Figure 3. Sorption and desorption isotherms for spray-dried HPMC-AS (A), Eudragit (B), PVAP (C), and isotherm hysteresis (D) of spray-dried HPMC-AS (●), Eudragit (▲), and PVAP (■).

One of the biggest challenges to dose amorphous solid dispersions in early pre-clinical studies, especially for rodents, is that amorphous solid dispersions need to be suspended in aqueous dosing vehicles during the dosing preparation period before dosing. Therefore, it is critical that the amorphous solid dispersion carriers can be homogeneously suspended in the aqueous dosing vehicle without dissolving to prevent pre-maturely releasing the drug and to avoid crystallization of incorporated amorphous compounds at least 2–4 h for dosing preparation.
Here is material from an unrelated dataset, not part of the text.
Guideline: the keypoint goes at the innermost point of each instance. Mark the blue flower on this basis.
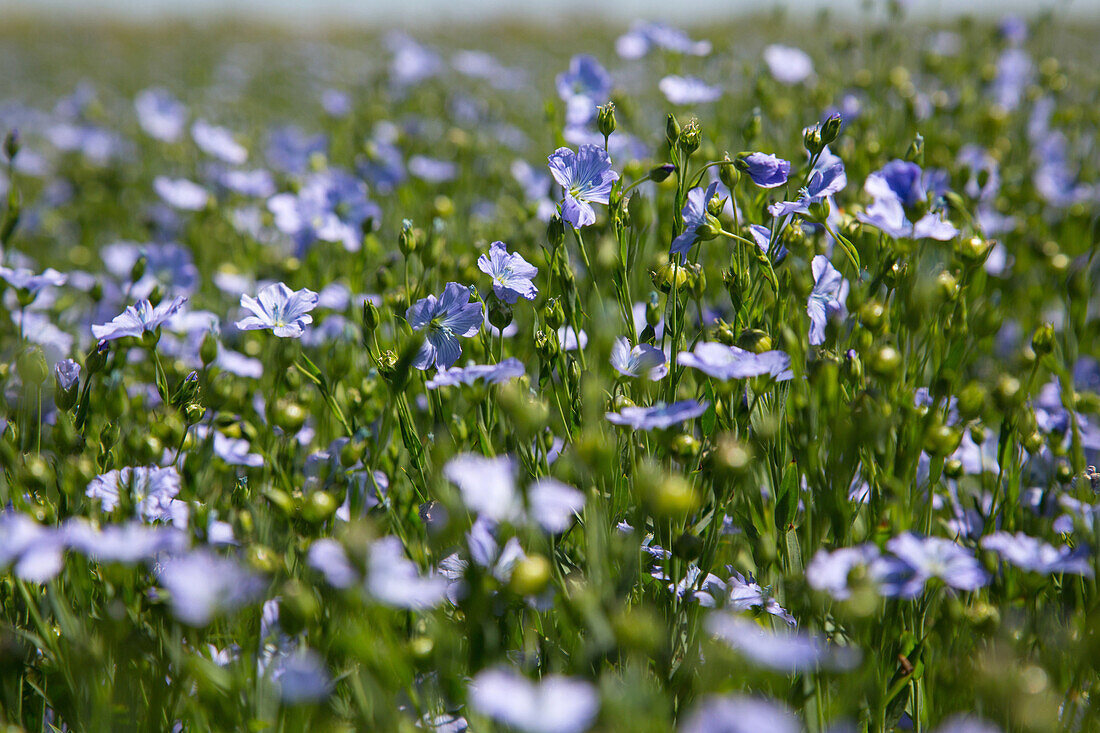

On the other hand, the carriers should dissolve in the small intestine to release the drug for absorption. Particle size of the suspended ASD carriers in the dosing vehicle is also critical since it influences the dissolution. Hence particle size of spray-dried powders of the three polymers dispersed in the aqueous vehicle (0.5% MC and 0.015% Tween) up to 4 h are given in Table 1. As shown in Figure 4, the three spray-dried polymers formed homogenously suspended particles without aggregations in the aqueous vehicle used (0.5% MC and 0.015% Tween) up to 4 h, indicating most of the incorporated compounds can probably be protected by the carriers from pre-maturely releasing in the dosing vehicle. Table 1 shows that the mean diameters are found to be 2.7 ± 2.9, 0.8 ± 0.5, and 0.5 ± 0.3 μm for HPMC-AS, Eudragit, and PVAP, respectively. The 90% of particles are below 5.0, 2.0, and 0.9 μm for HPMC-AS, Eudragit, and PVAP, respectively. As illustrated in Figure 4, they became clear solution at pH6 (above the solubility threshold), which is the average intestinal pH of mice and rats (McConnell et al., 2008), indicating that the incorporated compounds can be released in the upper GI of rodents.

TABLE 1

Table 1. Particle size of spray-dried powders of HPMC-AS, Eudragit, and PVAP dispersed in the aqueous vehicle (0.5% MC and 0.015% Tween); n = 3, 1000–20,000 particles per sample.

FIGURE 4

Figure 4. Images of spray-dried powders of HPMC-AS (A), Eudragit (B), and PVAP (C) dispersed in the aqueous vehicle (0.5% MC and 0.015% Tween) up to 4 h and HPMC-AS (D), Eudragit (E), and PVAP (F) in a pH6 buffer.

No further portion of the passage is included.